Leutnant Richard Bolitho in der Karibik

FÜR WINIFRED

Unser Feind war keine Memme,

das sage ich Euch…

Sein Mut war von rauher englischer Art,

wie es ihn zäher und echter nie gab

und nie geben wird.

Walt Whitman

I Demonstration der Stärke

Der steife, ablandige Wind, der während des Tages ein wenig rückgedreht hatte auf Nordwest, fegte über die Reede von New York. Er brachte kein Nachlassen der grimmigen Kälte, sondern alle Anzeichen weiteren Schneefalls.

Heftig an seiner Ankerkette zerrend, lag dort Seiner Britannischen Majestät Schiff Trojan, bestückt mit achtzig Kanonen. Dem ungeschulten Auge einer Landratte mochte es wohl so vorkommen, als sei sie völlig unempfindlich gegen Wind und Seegang. Den Männern jedoch, die ständig ihre Arbeit an Deck oder hoch oben in der Takelage und auf den schlüpfrigen Rahen verrichteten, schien dies keineswegs so, und sie empfanden die schlingernden Bewegungen sehr deutlich.
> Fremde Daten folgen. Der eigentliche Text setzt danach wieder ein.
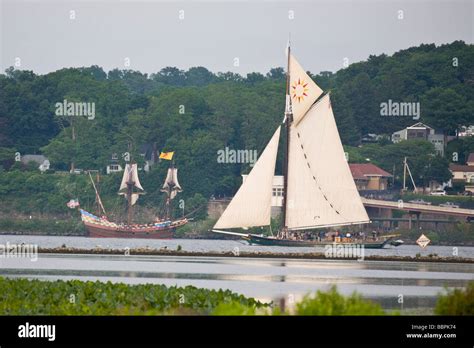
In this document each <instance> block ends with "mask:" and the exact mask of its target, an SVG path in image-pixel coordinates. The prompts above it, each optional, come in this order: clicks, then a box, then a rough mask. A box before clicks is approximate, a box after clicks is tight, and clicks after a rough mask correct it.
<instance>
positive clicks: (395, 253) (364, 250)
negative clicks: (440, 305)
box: [0, 235, 474, 258]
mask: <svg viewBox="0 0 474 348" xmlns="http://www.w3.org/2000/svg"><path fill="white" fill-rule="evenodd" d="M6 242H10V243H12V244H21V243H25V244H37V245H38V246H39V247H43V248H55V247H60V246H62V245H66V246H68V247H74V248H85V249H92V248H95V247H101V248H104V249H109V248H110V249H124V248H127V247H128V248H131V249H133V248H145V247H149V248H152V249H160V248H167V249H168V250H176V249H177V247H178V245H180V246H181V247H182V250H184V251H196V252H232V251H233V250H234V248H235V247H238V248H239V249H238V250H239V251H240V252H257V251H259V252H273V253H290V252H291V253H296V252H297V253H311V252H321V253H323V252H324V248H323V247H311V248H309V247H308V248H299V247H296V248H295V247H293V248H292V247H275V246H257V245H248V244H247V243H246V242H244V241H237V240H211V239H168V240H159V239H147V240H143V239H131V238H87V237H57V236H21V235H16V236H15V235H0V243H1V244H5V243H6ZM364 253H365V255H366V256H369V255H396V256H415V255H416V254H420V255H422V256H426V255H429V254H437V255H438V256H453V255H455V254H457V256H459V257H468V258H474V247H450V246H432V245H428V247H426V248H425V249H421V248H420V247H419V246H418V245H402V246H399V247H390V246H389V247H386V248H384V249H365V250H364Z"/></svg>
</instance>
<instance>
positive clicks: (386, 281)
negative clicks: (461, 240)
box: [0, 235, 474, 310]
Es war März 1777, doch der Offizier der Nachmittagswache, Leutnant Richard Bolitho, hatte das Gefühl, als sei es noch mitten im Winter. Es wird früh dunkel werden, dachte er, die Beiboote müssen noch überprüft, ihre Vertäuung verstärkt werden, bevor die Nacht kommt. Er fröstelte, weniger infolge der Kälte als bei dem Gedanken, daß es auch nachher in den Räumen unter Deck kaum wärmer sein würde. Denn trotz ihrer stattlichen Größe und ihrer starken Bewaffnung hatte die Trojan — ein Zweidecker-Linienschiff — ihrer Besatzung von sechshundertfünfzig Offizieren, Seeleuten und Seesoldaten, die alle in ihrem umfangreichen Rumpf lebten, nicht mehr als das Herdfeuer in der Kombüse zu bieten, allenfalls noch die eigene Körperwärme der Leute — gleichgültig, wie die Elemente tobten.